Internships don’t seem to be accessible to everyone. A commission chaired by former Labour cabinet minister, Alan Milburn, recommended two years ago that a reform was needed. In the end of year report, the commission states that Britain is a “deeply elitist nation where the chance of getting a well paid job in a top profession is still strongly correlated with social background.”
The issue with unpaid internships is nowhere clearer than in London. Most internships in the major industries are in London, where the cost of living is the highest in the UK. On average renting a room in London can set you back around £743 a month as well as a monthly travel card costing more that £100 a month. To complete an unpaid internship in London, £1000 a month is needed just to fund it. This is impossible for those who have no financial support from their parents, so they are excluded, the commission stated that those from working class backgrounds, even high achievers are less likely to secure a job in their chosen field because they have “less access to networks and knowledge to navigate the system.” Over three years after graduating in 2010-11 those from the most disadvantaged backgrounds were 11% less likely to be in professional employment than those from the most advantaged background.

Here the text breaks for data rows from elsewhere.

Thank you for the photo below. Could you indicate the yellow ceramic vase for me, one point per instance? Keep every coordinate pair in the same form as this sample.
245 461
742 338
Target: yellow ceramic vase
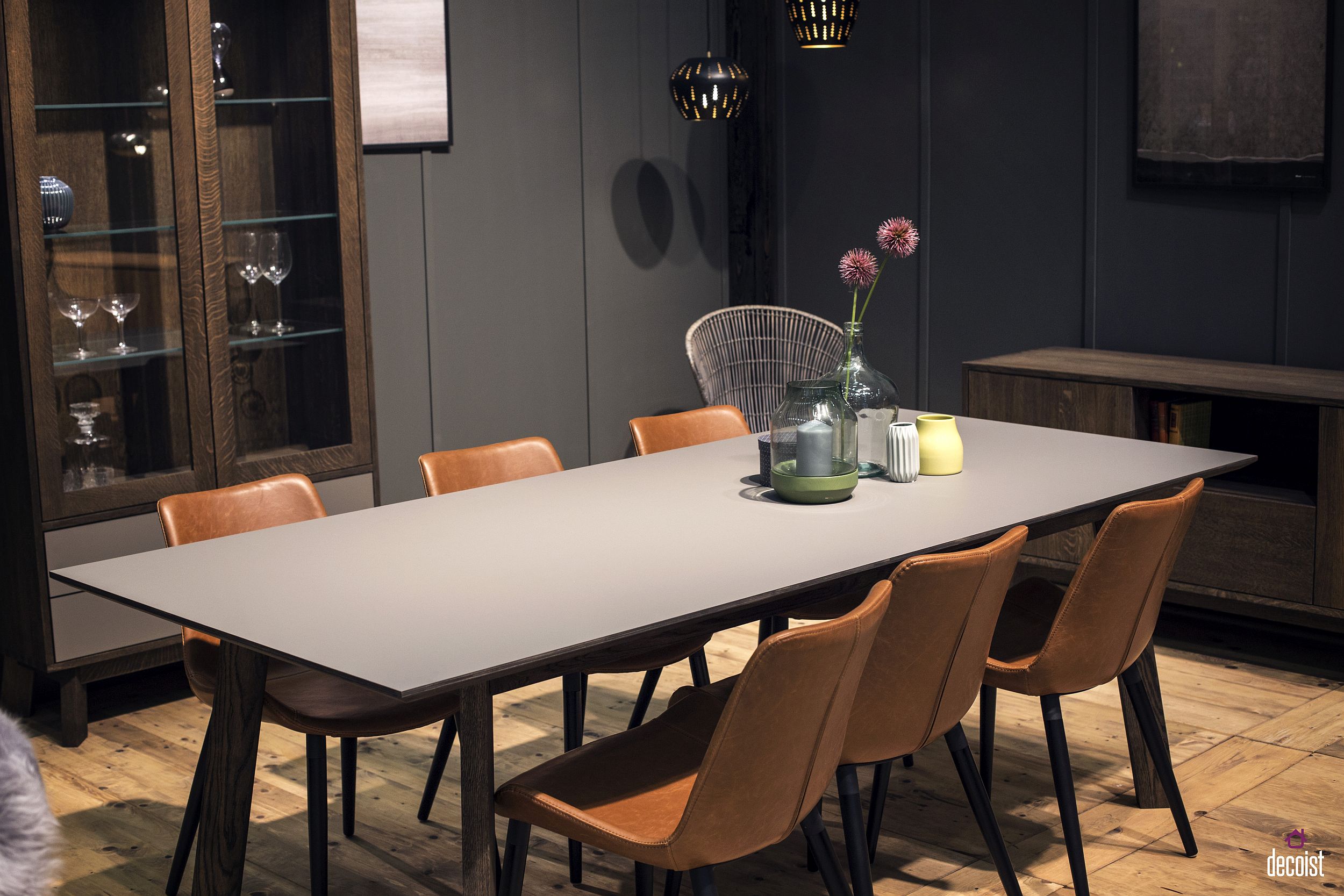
940 445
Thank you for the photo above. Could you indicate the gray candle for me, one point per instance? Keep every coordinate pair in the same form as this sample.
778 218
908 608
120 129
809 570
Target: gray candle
815 441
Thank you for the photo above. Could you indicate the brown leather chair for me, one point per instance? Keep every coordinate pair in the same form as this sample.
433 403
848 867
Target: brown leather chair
1053 641
706 784
923 676
315 704
472 468
668 432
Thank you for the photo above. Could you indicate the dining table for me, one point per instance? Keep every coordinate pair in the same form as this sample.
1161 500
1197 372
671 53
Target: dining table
496 587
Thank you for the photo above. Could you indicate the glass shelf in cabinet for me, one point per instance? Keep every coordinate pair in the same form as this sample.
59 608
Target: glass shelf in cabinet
105 229
147 346
269 101
302 329
277 218
69 106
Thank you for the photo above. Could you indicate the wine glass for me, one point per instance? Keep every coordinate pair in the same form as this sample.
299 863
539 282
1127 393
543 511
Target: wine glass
276 262
120 305
78 310
246 254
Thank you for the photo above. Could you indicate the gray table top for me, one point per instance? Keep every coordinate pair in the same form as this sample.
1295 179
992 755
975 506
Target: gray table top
413 597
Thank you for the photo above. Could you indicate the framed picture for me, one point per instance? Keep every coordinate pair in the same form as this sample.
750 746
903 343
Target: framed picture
405 95
1233 93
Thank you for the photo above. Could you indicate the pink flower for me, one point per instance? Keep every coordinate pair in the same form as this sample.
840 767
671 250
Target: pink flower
858 268
898 237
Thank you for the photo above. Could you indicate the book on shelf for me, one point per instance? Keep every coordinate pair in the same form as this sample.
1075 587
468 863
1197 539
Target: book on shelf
1181 421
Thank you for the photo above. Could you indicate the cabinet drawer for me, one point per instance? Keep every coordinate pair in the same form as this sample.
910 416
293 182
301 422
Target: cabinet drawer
1250 544
100 542
84 623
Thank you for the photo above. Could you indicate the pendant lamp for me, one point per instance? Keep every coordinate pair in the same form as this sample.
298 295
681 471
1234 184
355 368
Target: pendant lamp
710 88
821 23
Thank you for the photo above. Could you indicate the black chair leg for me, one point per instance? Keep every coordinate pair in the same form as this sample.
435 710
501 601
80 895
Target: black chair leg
436 768
574 688
1162 755
855 836
826 854
641 703
190 821
643 879
877 804
988 703
702 881
979 800
515 859
1063 776
318 814
699 669
348 762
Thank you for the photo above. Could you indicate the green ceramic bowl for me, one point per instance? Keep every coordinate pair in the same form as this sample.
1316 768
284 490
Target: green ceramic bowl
812 489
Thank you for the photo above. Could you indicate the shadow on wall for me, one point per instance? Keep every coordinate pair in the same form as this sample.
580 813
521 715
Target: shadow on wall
659 214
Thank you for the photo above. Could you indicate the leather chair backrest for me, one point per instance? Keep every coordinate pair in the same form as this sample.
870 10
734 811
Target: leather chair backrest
929 656
198 516
472 468
1106 617
703 425
778 739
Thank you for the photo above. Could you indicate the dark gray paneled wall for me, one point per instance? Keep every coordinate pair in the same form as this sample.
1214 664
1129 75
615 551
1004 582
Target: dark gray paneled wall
1006 131
538 278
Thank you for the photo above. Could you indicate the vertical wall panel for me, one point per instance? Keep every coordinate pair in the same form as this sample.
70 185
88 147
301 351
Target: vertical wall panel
506 233
853 160
1007 182
654 217
397 305
1179 272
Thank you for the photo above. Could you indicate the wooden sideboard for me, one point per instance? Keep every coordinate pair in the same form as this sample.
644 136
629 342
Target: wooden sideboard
1269 539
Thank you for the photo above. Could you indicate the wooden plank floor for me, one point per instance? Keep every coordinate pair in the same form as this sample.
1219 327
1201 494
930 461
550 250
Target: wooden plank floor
1259 752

A large majority of internships are unpaid
Although there has been some controversy since the bill has been proposed in parliament, the biggest issue is how will small businesses be able to afford to pay their interns. Shelbrooke acknowledged this issue. “Some make the argument that certain businesses wouldn’t be able to survive if they had to pay people a wage for their labour, these were arguments made against the introduction of the national minimum wage. For me, it’s clear. If somebody’s performing work for your business then they should be paid for their labour.”
Cecelia Rehn, editor of Test Magazine and general manager at 31 Media, who employs interns, spoke about the ban: “The government decision to impose a ban on unpaid internships, although well intentioned, probably is a bit misguided. I think that if you don’t have a leniency for organisations to offer different options there’s a real risk that unpaid internships might disappear.” She also recognises that internships play a crucial role for students and enterprises helping them ‘get their foot in the door’.
31 Media have recently started a internship programme this year and have seen ‘tremendous benefits’ offering flexible paid internships to students in full time education, but they are very clear what the interns role entails and expect full commitment from them.
A former Multimedia Journalism student, Aiana Jacob spoke on her experiences with internships – she has completed several during her studies, finding them great for contacts, however for her, now a recent graduate: “after 2 or 3 internships it becomes kind of boring and pointless.” As the next step, Aiana recommends staying in contact with your employer after the internship has ended. If you do this, they may consider you for future job opportunities.
Many would agree that internships are a great way to get into an industry you are interested in, but they need to be available to everyone regardless of social background. We will find out the Government’s position on the bill in the review of Employment Practices soon.